README.md
October 13, 2025 · View on GitHub
Diffusion Models For Low-Light Image Enhancement: A Multi-Perspective Taxonomy And Performance Analysis
A structured and visual companion repository summarizing the paper
- Authors: Eashan Adhikarla, Yixin Liu and Brian D. Davison
- Affiliation: Lehigh University
- Published: 2025 (arXiv preprint)
Why this repo
This README is the fast path through the survey. It gives a taxonomy cheat sheet, dataset and metric lookup, a decision guide for selecting LLIE diffusion methods, and links back to exact sections of the paper for detail. The paper presents a six-part taxonomy, a benchmark and metrics view, challenges, and forward directions.
TL;DR of the survey
- Six-part taxonomy for diffusion models in LLIE: Intrinsic Decomposition, Spectral and Latent, Accelerated, Guided, Multimodal, Autonomous. The taxonomy is grounded in model mechanism and conditioning signals.
- Benchmarks and analysis cover datasets, metrics, and a cross-benchmark performance landscape, with deployment tradeoffs among fidelity, perception, and efficiency.
- Practical challenges include latency, generalization, data scarcity, interpretability, and ethics. The paper outlines directions for on-device use and foundation model adaptation.
Quick navigator
Use the paper’s HTML view for jump links. HTML‡arXiv
- Key Observations
- Background (LLIE problem framing and diffusion fundamentals)

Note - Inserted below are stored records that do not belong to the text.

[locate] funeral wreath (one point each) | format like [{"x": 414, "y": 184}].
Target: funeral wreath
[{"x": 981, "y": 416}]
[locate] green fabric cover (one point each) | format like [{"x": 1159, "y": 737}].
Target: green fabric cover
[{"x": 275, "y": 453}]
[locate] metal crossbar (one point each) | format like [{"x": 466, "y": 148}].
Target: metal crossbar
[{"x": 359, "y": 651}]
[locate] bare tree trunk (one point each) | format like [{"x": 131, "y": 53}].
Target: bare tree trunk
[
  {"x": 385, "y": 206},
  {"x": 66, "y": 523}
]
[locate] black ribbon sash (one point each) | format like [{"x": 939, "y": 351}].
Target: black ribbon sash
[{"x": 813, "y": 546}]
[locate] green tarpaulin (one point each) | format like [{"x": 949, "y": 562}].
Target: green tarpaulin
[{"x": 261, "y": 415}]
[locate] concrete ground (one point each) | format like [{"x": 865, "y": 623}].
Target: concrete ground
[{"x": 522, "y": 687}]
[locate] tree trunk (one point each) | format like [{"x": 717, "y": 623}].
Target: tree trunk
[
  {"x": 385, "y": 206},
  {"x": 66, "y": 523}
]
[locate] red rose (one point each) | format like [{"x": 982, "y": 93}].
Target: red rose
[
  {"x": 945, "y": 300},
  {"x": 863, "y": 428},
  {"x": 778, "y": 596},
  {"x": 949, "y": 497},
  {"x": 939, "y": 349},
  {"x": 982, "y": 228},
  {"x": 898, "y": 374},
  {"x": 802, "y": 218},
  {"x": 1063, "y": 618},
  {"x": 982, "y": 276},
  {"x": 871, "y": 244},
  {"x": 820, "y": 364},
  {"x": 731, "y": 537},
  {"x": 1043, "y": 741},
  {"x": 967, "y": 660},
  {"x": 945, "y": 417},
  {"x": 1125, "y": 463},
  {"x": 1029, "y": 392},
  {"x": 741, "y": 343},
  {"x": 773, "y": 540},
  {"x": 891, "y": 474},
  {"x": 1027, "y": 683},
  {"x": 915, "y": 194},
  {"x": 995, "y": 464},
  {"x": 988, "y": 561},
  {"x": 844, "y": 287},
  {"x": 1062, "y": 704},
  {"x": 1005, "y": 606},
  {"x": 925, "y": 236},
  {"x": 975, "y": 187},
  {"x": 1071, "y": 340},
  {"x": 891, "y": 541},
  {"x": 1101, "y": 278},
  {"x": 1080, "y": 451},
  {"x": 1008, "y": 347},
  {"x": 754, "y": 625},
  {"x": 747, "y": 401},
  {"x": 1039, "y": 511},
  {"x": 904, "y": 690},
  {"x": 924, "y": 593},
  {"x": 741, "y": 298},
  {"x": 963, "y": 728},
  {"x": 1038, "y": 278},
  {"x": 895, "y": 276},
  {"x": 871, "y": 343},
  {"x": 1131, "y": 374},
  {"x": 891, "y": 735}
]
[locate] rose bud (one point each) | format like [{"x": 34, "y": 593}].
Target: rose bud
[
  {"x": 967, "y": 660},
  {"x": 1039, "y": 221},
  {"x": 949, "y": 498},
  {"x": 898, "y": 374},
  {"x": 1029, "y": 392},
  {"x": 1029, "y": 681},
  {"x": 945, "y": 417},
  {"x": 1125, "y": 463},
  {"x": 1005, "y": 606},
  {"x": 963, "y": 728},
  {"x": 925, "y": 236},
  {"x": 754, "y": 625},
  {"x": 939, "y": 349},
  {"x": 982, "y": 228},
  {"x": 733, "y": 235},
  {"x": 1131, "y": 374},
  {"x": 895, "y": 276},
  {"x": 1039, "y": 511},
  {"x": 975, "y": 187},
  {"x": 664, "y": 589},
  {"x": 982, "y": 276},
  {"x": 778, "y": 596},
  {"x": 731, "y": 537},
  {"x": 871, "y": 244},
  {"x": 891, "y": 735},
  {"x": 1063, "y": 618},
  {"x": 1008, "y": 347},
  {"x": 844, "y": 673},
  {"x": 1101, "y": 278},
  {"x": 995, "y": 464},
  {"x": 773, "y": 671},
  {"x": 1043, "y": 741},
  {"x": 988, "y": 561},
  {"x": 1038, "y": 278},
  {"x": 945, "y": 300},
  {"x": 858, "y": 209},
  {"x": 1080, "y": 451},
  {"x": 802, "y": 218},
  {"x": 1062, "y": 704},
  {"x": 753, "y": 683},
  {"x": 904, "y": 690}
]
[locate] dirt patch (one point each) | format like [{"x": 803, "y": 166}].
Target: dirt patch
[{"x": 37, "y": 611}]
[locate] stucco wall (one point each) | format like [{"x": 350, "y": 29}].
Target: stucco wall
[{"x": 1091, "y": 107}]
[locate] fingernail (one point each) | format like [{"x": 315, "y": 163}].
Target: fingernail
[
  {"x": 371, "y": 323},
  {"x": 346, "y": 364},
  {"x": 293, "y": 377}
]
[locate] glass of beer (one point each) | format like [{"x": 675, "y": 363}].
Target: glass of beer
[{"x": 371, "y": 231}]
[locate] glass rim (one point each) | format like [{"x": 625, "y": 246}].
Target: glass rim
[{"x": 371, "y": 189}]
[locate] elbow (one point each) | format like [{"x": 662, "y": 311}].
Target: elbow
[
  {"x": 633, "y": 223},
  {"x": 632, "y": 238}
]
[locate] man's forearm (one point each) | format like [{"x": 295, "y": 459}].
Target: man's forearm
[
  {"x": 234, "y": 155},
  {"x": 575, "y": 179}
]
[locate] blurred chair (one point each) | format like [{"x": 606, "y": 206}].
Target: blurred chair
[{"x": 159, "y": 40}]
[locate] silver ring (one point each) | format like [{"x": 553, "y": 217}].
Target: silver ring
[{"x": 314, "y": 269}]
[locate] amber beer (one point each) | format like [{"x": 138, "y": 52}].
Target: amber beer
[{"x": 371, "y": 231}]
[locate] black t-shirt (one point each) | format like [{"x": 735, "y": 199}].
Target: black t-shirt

- Taxonomy (six categories with representative methods and tradeoffs)
- Datasets and Metrics (FR, NR, distribution, and task-based)
- Cross-Benchmark Landscape
- Challenges (latency, generalization, data dependence, fidelity vs perception vs efficiency, interpretability, ethics)
- Future Directions (foundation models, on-device real time, self supervised and zero shot, controllability)
Taxonomy cheat sheet
Short descriptions to help you decide what to read or build next. See Section 4 for details.
-
Intrinsic Decomposition
Retinex or physics grounded formulations where diffusion operates with priors on illumination or reflectance. Best when interpretability and physical plausibility matter. -
Spectral and Latent
Operate in Fourier, wavelet, or latent spaces to reduce compute while preserving structure. Good for high resolution and faster sampling. -
Accelerated
Fewer steps via trajectory optimization, distillation, or latent shortcuts. The place to look for real time systems. -
Guided
Spatial masks, exposure controls, prompts, or instructions steer the enhancement. Useful for controllable brightness and region-aware edits. -
Multimodal
Fuse RGB with other sensors or align enhancement to downstream tasks. Robust in extreme darkness when sensors or auxiliary signals exist. -
Autonomous
Self supervised, zero shot, or UDA setups that reduce reliance on paired data and improve scalability across domains.
If you are here to choose a method
- Need speed → read Accelerated and Spectral and Latent. Combine step reduction or distillation with latent or frequency spaces.
- Need control → read Guided for exposure control, spatial masks, or instruction guidance.
- Deploy on-device → see Challenges 6.1 and Future 7.2 on latency, memory, and energy, then pair with Accelerated.
- Unpaired data → see Autonomous for zero shot and self supervised routes.
- Downstream tasks → see Multimodal and task-aligned evaluation in 5.2.4.
Datasets at a glance
Common LLIE datasets referenced in the survey. Use this like a lookup card. The sizes and notes below match Table 2 in Section 5.1.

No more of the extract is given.